De nos jours, évoquer les lobbies vous classe invariablement dans le camp des complotistes.
Quitte à recevoir quelques volées de bois vert, je voudrais tout de même braquer un projecteur sur une situation digne des meilleurs films de gangsters.
Menaces, intimidations, surveillance, pots de vin, et même violences physiques.
Tous les ingrédients sont là et pourtant nous ne sommes pas sur un plateau de cinéma, mais bel et bien dans la vraie vie.
Plus précisément au cœur de la vie d’une certaine catégorie de chercheurs.
Tous puissants lobbies
On entend beaucoup parler de lobbying, mais qu’est-ce que c’est au juste ?
C’est un ensemble d’activités qui consistent à influencer les actions, les décisions politiques ou des organismes de réglementation, par exemple.
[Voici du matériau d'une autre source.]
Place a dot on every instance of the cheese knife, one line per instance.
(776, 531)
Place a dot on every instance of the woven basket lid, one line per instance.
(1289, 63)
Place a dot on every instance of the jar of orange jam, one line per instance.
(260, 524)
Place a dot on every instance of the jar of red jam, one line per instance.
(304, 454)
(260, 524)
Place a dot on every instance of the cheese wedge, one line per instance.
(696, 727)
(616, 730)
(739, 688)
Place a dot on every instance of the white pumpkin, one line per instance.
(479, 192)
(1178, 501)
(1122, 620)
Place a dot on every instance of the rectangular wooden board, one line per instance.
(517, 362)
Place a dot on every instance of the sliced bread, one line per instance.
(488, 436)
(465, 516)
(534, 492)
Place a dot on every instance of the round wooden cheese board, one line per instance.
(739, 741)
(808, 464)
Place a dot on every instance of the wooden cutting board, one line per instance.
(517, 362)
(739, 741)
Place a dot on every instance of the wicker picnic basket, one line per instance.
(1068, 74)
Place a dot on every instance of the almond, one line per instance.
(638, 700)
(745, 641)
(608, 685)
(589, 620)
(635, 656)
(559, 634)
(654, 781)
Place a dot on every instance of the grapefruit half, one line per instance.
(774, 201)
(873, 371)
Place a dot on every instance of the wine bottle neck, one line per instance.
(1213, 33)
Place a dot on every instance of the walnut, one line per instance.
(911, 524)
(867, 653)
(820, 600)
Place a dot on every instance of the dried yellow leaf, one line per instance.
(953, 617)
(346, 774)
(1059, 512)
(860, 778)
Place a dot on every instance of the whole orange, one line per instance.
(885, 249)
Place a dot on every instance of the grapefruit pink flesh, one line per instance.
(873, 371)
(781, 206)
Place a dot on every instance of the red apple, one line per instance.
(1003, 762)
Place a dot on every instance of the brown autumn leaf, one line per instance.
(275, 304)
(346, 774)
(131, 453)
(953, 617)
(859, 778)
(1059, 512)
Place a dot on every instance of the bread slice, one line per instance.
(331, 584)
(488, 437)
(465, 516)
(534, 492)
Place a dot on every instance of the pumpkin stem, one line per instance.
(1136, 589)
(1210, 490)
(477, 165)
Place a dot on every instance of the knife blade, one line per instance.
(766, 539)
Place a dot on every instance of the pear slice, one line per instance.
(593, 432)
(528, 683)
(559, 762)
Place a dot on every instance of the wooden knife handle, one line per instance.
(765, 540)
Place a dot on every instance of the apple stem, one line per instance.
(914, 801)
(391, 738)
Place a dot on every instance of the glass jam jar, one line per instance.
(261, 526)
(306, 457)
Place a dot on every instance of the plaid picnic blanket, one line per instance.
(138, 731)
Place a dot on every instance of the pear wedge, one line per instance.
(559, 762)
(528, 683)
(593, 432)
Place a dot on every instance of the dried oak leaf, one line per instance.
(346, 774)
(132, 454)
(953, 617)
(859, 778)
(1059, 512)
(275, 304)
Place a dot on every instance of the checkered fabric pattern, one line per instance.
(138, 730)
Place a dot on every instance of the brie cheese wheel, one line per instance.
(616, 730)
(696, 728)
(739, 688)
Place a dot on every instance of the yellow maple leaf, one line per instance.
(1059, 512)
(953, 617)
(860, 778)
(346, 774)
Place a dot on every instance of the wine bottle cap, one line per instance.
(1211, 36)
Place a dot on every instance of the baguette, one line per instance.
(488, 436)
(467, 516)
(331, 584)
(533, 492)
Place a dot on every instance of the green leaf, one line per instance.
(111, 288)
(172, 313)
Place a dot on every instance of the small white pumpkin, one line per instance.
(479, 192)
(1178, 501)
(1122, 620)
Stéphane Horel est journaliste au Monde[1].
Elle s’est penchée très sérieusement sur l’impact du lobbying et des conflits d’intérêts sur les décisions politiques.
Elle a publié ses conclusions notamment dans « Lobbytomie, comment les lobbies empoisonnent nos vies et la démocratie », aux éditions de La Découverte.
Je ne saurais trop vous conseiller de lire son livre car elle expose clairement comment les lobbies procèdent pour arriver à leurs fins.
L’exemple de l’industrie du tabac est parlant.
Elle a en quelque sorte inventé ce que Stéphane Horel appelle « la manufacture du doute ».
Alors qu’elle est confrontée aux preuves scientifiques qui démontrent le lien entre le tabac et le cancer du poumon dans les années 50, les PDG des grands cigarettiers américains tiennent table ronde au Plaza Hotel à Manhattan.
Ils décident alors de ne pas vraiment réfuter l’évidence mais d’entretenir le doute.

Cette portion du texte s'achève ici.